Si Xitong les contó a todos su plan para integrar a Xie Jun y al ejército recién formado, creando así el Ejército de la Guardia Capitalina. Más que un plan, era un hecho consumado. Estuviera Xie Shi de acuerdo o no, no tenían más remedio que seguir sus instrucciones.

Xie Changwang dio un paso al frente a pesar de la presión y preguntó: "¿A quién nombrará Su Alteza como Gran General de la Guardia Capital?".

Al instante, se gestó una sutil lucha de poder entre todos los presentes. Ma Hong fue el primero en oponerse a que la familia Xie ocupara el cargo, argumentando que no habría diferencia entre la Guardia Capitalina y el Ejército Xie; la Guardia Capitalina debía estar dirigida por los confidentes de confianza de Su Alteza.

Si Xitong dijo: "El ejército estará bajo mi mando directo".

Estas palabras disiparon las dudas de ambas partes.

Xie Changwang jamás se había atrevido a soñar con el puesto de Gran General, pero aun así no estaba dispuesto a dejar que un forastero se lo arrebatara tan fácilmente.
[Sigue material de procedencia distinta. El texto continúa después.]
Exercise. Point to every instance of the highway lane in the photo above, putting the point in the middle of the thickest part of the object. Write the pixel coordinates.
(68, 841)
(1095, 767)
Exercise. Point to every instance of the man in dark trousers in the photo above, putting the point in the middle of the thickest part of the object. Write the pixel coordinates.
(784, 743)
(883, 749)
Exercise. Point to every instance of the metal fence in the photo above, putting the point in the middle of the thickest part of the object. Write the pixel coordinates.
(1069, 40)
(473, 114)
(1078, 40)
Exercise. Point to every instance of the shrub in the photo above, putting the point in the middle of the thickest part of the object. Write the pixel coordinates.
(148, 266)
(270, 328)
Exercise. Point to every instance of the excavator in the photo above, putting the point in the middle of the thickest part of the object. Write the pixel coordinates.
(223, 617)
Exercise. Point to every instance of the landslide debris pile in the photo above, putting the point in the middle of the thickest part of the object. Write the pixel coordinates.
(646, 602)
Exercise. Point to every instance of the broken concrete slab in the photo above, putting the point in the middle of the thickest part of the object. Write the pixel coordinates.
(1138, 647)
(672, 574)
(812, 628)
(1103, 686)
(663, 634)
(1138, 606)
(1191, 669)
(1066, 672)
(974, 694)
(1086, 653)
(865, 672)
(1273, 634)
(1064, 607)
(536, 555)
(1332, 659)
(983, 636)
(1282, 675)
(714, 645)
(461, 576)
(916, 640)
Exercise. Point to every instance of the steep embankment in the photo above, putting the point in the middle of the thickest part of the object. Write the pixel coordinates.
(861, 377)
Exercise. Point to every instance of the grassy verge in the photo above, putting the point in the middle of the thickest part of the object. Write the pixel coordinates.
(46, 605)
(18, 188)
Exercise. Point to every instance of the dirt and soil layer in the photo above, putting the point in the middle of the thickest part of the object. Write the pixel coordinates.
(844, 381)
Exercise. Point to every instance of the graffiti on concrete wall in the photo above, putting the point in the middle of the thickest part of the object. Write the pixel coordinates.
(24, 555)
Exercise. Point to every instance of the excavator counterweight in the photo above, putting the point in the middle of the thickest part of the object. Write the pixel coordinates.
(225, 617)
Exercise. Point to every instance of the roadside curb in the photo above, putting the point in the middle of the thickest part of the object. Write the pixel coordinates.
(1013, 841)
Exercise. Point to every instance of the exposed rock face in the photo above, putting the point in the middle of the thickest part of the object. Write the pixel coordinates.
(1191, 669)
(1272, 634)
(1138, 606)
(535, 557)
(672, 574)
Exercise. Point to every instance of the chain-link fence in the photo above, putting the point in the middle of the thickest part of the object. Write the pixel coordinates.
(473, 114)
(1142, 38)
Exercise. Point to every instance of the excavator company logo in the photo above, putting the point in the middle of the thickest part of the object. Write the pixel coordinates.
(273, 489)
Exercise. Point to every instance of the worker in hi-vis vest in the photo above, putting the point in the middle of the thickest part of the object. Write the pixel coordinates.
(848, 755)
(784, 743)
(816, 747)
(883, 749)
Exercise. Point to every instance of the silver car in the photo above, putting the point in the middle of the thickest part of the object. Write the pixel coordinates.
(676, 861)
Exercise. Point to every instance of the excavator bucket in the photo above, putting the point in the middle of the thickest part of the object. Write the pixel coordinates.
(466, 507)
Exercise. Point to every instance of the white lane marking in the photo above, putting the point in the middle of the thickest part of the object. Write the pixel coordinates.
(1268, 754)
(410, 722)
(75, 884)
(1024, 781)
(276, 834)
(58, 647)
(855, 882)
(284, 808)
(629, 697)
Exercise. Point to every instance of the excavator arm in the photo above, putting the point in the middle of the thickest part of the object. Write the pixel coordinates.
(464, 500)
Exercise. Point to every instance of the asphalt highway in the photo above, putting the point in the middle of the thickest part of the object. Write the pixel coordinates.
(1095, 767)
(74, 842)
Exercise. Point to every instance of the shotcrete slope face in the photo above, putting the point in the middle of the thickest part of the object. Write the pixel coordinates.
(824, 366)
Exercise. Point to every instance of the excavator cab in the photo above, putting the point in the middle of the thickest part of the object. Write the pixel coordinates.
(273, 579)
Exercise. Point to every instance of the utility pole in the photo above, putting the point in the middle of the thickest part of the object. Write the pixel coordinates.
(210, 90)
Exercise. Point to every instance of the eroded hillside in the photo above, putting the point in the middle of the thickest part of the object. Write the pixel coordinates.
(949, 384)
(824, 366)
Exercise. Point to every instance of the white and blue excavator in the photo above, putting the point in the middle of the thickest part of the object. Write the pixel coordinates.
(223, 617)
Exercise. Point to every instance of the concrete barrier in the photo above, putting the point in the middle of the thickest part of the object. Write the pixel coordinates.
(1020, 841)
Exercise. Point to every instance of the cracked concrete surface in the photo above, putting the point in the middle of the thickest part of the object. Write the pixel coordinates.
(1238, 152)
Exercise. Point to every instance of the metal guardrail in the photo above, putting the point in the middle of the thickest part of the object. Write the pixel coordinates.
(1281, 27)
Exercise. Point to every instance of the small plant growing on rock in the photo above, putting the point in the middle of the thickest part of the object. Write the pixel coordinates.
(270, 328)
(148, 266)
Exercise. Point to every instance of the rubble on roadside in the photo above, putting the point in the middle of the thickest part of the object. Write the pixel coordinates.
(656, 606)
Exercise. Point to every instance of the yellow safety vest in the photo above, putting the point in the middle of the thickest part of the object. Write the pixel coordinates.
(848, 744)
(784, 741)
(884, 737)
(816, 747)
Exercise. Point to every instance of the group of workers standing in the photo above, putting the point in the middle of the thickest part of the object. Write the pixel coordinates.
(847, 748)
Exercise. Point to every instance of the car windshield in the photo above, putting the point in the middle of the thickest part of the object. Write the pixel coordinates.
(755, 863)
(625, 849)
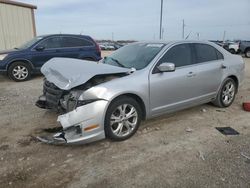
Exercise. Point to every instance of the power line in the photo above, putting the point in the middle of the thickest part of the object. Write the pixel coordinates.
(161, 20)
Ahora que Su Alteza lo había garantizado personalmente, por fin podía estar tranquilo.

En tiempos de caos, la mayoría de los gobernantes combinaban el poder militar y el político, concentrándolo en manos del propio emperador para consolidar la autoridad imperial. Por lo tanto, cuando Si Xitong anunció que tomaría el mando del ejército, nadie se opuso.
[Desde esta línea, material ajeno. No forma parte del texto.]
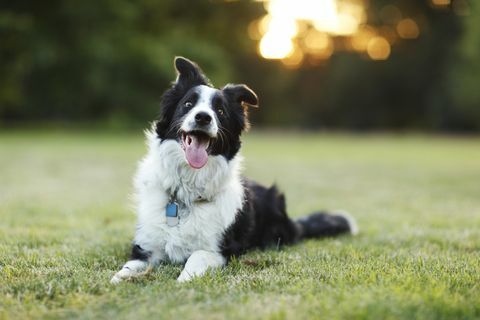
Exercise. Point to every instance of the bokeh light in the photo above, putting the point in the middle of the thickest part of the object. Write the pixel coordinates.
(378, 48)
(293, 31)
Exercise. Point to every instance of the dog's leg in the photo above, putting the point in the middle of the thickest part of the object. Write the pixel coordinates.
(131, 269)
(199, 262)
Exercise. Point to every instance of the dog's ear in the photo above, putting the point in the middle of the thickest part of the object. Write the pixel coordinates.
(242, 94)
(189, 74)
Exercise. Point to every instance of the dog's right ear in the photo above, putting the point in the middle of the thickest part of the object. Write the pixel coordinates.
(189, 74)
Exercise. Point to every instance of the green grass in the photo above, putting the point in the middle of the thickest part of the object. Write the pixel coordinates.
(66, 224)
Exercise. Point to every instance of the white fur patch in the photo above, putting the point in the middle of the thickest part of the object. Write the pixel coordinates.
(199, 262)
(201, 223)
(131, 269)
(204, 104)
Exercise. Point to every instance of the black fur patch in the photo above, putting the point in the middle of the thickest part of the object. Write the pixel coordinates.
(139, 254)
(229, 104)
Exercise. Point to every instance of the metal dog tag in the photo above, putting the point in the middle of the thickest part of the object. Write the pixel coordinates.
(171, 212)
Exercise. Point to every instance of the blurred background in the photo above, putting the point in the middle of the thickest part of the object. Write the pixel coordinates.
(315, 64)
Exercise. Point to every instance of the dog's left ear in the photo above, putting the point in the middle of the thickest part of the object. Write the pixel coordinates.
(242, 94)
(189, 73)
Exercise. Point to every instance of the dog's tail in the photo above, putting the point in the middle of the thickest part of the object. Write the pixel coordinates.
(322, 224)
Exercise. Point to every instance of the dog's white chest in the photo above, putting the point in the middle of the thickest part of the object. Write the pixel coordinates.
(201, 224)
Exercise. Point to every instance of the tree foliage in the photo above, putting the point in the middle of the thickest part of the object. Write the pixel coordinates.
(111, 60)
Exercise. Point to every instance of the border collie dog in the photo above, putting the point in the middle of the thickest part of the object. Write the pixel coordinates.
(193, 205)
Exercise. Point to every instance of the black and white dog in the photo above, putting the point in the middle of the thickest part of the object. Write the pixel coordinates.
(193, 204)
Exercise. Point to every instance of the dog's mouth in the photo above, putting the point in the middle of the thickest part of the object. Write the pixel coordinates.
(196, 146)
Como todo el mundo lo hace así, incluso el depuesto Si Lei llegó a ostentar el poder de 50.000 soldados.

La orden a la Guardia Imperial fue emitida por Si Xitong, y comenzaron a integrarse rápidamente. Además de sus propios hijos y hermanos, la familia Xie también reclutó a muchas personas de otras familias.

Hay 200.000 personas con el apellido Guangwai.
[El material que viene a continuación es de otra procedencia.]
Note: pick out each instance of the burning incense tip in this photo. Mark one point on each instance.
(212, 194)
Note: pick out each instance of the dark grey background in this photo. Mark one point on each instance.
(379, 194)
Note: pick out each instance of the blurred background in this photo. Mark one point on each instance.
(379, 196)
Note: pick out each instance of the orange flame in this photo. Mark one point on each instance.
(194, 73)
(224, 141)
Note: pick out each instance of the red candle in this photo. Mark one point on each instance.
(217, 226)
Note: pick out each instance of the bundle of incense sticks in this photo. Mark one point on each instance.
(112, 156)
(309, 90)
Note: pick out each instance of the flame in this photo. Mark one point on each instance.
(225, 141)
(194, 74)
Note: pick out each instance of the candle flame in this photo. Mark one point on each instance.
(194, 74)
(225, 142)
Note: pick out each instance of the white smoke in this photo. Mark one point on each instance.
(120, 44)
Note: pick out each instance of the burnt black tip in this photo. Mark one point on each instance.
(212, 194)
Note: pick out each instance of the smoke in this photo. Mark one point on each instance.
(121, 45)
Ma Hong y Xie Changwang, como representantes de sus respectivos ejércitos, comenzaron a cooperar en la formación de un nuevo ejército.

Los puestos que deben mantenerse y los que deben sustituirse están claramente indicados.

Cuando Xie Lanzhi se enteró de la nueva política, mientras todos afuera estaban ocupados con los preparativos, ella permaneció en el Palacio Lanzhang, tomando té, comiendo bocadillos, reclinándose en una silla de ratán para disfrutar del sol y luego acostándose a dormir. Estaba disfrutando de su retiro antes de lo previsto.

Parece que realmente no le importa la política en absoluto.

Cuando Xie Shangguang regresó a su puesto, vio al Gran Mariscal comiendo y bebiendo como un anciano retirado, completamente indiferente a los cambios que ocurrían en el exterior.

Su rostro reflejaba lástima y preocupación. El mariscal, en efecto, había dañado su posición al asesinar al general Wang la última vez, por lo que solo podía afirmar públicamente que renunciaba al poder. En realidad, ella ya no era capaz.

Desafortunadamente, Xie Lanzhi lo vio.

Xie Shangguang dijo: "Mariscal, no tiene que preocuparse. Aunque usted no esté aquí, todos podemos recomponernos".

De repente, una compañera más joven empezó a preocuparse por ella.

Xie Lanzhi finalmente perdió la compostura. Se puso de pie rápidamente, con un ligero aire de vergüenza: "Este general solo se está tomando unos días libres".

“El mariscal puede descansar todo el tiempo.” Xie Shangguang la animó de repente, apretando el puño con gran entusiasmo: “El muchacho crecerá rápidamente y se convertirá en un gran general que ayudará al mariscal a restaurar la familia Xie.”

"¡Mariscal, deberías divertirte!"

"Si todo lo demás falla, todavía me queda ese príncipe arrogante. Oí que confiscó las propiedades del duque de Zheng, y ahora Bingzhou es su territorio. No puedo quedarme atrás."

Xie Lanzhi: ......

¿Qué debo hacer? Los jóvenes del clan y mi cuñado están trabajando duro afuera, mientras yo estoy aquí holgazaneando. ¿Acaso eso es inapropiado?

Xie Lanzhi originalmente quería mantenerse al margen por un tiempo, pero la situación estaba cambiando demasiado rápido. Si permanecía indiferente, probablemente se convertiría en emperatriz cuando el pequeño fénix ascendiera al trono.